This order gives you the employer match (guaranteed return), tax-free growth (Roth), and additional tax-deferred savings (401k). If you are just starting to invest on a budget, step one alone is a strong starting point.
When a 401(k) Makes More Sense
Prioritize the 401(k) beyond the match if:
- Your tax rate is high now and will be lower in retirement. This is common for peak earning years (ages 45 to 60) when you expect to drop into a lower bracket after retiring.
- You want to reduce this year's tax bill. Every dollar contributed to a traditional 401(k) reduces your taxable income dollar for dollar.
- Your employer offers a Roth 401(k) option. This combines the higher contribution limit of a 401(k) with the after-tax treatment of a Roth. Not all employers offer it, but it is becoming more common.
When a Roth IRA Makes More Sense
Prioritize the Roth IRA if:
- You are early in your career and in a low tax bracket. Paying taxes now at 12 or 22 percent to avoid paying at a potentially higher rate in 30 years is a good trade.
- You want tax diversification. Having both pre-tax and after-tax retirement accounts gives you flexibility to manage taxes in retirement.
- You value withdrawal flexibility. Roth IRA contributions (not earnings) can be withdrawn at any time without penalty.
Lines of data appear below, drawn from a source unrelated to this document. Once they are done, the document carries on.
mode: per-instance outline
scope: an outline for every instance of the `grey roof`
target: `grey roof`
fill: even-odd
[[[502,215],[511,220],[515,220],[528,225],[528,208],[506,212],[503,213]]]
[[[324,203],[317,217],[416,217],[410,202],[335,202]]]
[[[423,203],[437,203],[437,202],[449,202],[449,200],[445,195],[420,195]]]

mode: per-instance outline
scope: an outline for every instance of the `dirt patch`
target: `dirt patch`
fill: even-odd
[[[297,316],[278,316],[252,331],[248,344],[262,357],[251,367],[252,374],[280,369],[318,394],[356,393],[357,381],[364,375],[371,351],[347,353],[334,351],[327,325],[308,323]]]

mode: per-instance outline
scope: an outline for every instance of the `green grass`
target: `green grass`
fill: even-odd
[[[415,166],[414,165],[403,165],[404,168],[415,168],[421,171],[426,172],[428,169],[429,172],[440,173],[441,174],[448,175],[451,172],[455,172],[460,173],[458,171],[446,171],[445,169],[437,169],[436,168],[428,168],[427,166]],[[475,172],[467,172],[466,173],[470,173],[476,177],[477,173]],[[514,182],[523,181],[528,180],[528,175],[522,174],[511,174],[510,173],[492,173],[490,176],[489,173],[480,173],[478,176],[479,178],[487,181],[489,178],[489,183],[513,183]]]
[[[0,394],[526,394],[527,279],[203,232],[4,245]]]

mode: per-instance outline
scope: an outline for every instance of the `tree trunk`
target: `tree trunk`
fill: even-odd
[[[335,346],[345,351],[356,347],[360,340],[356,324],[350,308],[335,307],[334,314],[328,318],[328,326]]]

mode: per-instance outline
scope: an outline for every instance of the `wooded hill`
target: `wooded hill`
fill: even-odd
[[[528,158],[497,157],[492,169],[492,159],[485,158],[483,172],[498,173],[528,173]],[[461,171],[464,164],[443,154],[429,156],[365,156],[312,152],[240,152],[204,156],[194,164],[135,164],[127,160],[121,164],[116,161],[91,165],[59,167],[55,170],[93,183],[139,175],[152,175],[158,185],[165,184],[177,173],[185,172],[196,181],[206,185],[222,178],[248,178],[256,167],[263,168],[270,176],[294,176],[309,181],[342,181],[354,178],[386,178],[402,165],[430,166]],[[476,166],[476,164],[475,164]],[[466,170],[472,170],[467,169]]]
This makes it a partial emergency backup, though using it that way is not ideal.
Common Mistakes
- Skipping the employer match. Even if you prefer Roth accounts, contribute at least enough to get the full 401(k) match. A 50 percent instant return beats any tax advantage.
- Not starting because you cannot max out. Contributing $100 per month to a Roth IRA is better than contributing nothing while you wait until you can afford $583 per month. Start where you are.
- Withdrawing early. Both accounts have penalties for early withdrawal of earnings before age 59½. The 401(k) penalty is 10 percent plus income tax. The Roth IRA penalty is 10 percent on earnings only (contributions are always accessible).
- Ignoring investment choices. The account type is just the container. What you invest in inside the account matters as much or more. Target-date funds are a reasonable default if you are unsure.
How This Fits Into Your Budget
Retirement contributions are an expense in your budget, not something that happens after budgeting. If you follow the 50/30/20 rule, retirement savings come from the 20 percent savings category. If you use zero-based budgeting, assign a specific dollar amount to retirement each month.
The key is treating retirement savings as a non-negotiable line item, not something you fund with whatever is left over. Paying yourself first by automating contributions on payday removes the temptation to skip months.
Frequently Asked Questions
Should I contribute to a Roth IRA or 401(k) first?
Contribute to your 401(k) up to the employer match first. That is a guaranteed return of 50 to 100 percent depending on your match. After that, a Roth IRA is typically the next priority for tax-free growth. Go back to the 401(k) after maxing the Roth. If you need help budgeting for retirement savings, create a free account to track your monthly contributions.
Can I have both a Roth IRA and a 401(k)?
Yes. The contribution limits are separate. You can contribute up to $23,500 to a 401(k) and up to $7,000 to a Roth IRA in the same year, assuming you meet the income requirements for the Roth.
What if my income is too high for a Roth IRA?
If your modified adjusted gross income exceeds the Roth IRA limits, you cannot contribute directly. A backdoor Roth IRA conversion is an option, but it involves contributing to a traditional IRA and then converting. Consult a tax professional before doing this, as it may trigger taxes if you have existing traditional IRA balances.
How much should I save for retirement each month?
Most guidelines suggest 15 percent of gross income for retirement, including any employer match. If that is not possible right now, start with whatever you can and increase by 1 percent each year. Use a budgeting tool to find room in your spending for retirement contributions.